“It’s an amazing trigger within human nature, the minute someone acknowledges their flaws, not only do we tend to forgive them, but we actually come to admire them.” Mark Manson
By: Gabriela Yareliz
We do some weird things to appear flawless to others. We reframe, we pretend like change isn’t a thing (of circumstance or mind), some lie— but then, if someone calls us a perfectionist, we insist that this is not who we are, despite our desperation to appear so, our hunger for validation, and our frustration when we make simple mistakes. It’s human nature to be self-protective; to know that putting the best foot forward has social rewards. We love an illusion or myth. We want to be it.

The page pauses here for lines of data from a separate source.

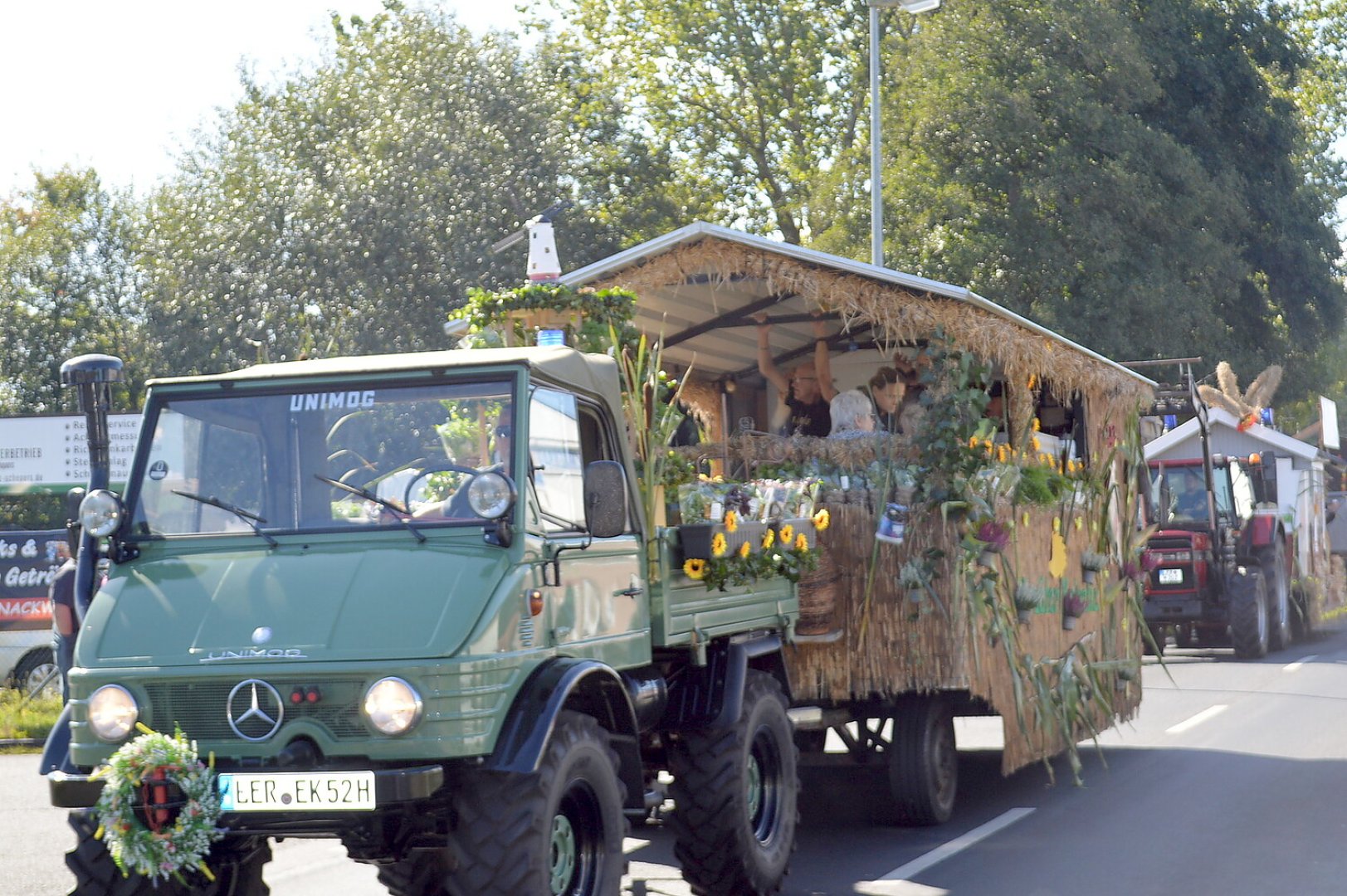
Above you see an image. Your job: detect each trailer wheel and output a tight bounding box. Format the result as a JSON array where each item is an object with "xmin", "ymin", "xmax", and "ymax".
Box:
[
  {"xmin": 670, "ymin": 670, "xmax": 798, "ymax": 896},
  {"xmin": 66, "ymin": 810, "xmax": 271, "ymax": 896},
  {"xmin": 446, "ymin": 710, "xmax": 627, "ymax": 896},
  {"xmin": 1228, "ymin": 570, "xmax": 1270, "ymax": 660},
  {"xmin": 1258, "ymin": 538, "xmax": 1293, "ymax": 650},
  {"xmin": 889, "ymin": 694, "xmax": 959, "ymax": 825},
  {"xmin": 1291, "ymin": 587, "xmax": 1315, "ymax": 641}
]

The irony is that the person who tries to appear the most flawless is usually the person you dislike intensely (this includes if it is you). It’s usually the boss who will throw you under the bus; the colleague who refuses to take accountability; the person with the fake smile who refuses to acknowledge something obvious is wrong; the self-righteous person who needs the cocktail of victimhood and sainthood mixed; the politician who denies his/her easily verifiable record. And why do we dislike the person who displays this attitude? Because it’s not true. It makes them a liar. It’s disingenuous. We see through it. We see through it, even when it is our own posture.
We run from humility like it’s a toxin that destroys our image, while in reality, the toxin is our perfectionism. It’s easier to see and despise the perfectionism in another and harder to see how we cling to it. We would do well to see it because it’s an ingredient in self-loathing and disappointment.
I agree with Mark Manson that the person who acknowledges the flaw receives our compassion and forgiveness— our deep-seated grace. And more than that, our admiration. It’s in our nature to admire courage. Recognize those around you who display the courage. Embody the courage yourself. Be human. Be true. Be admirable.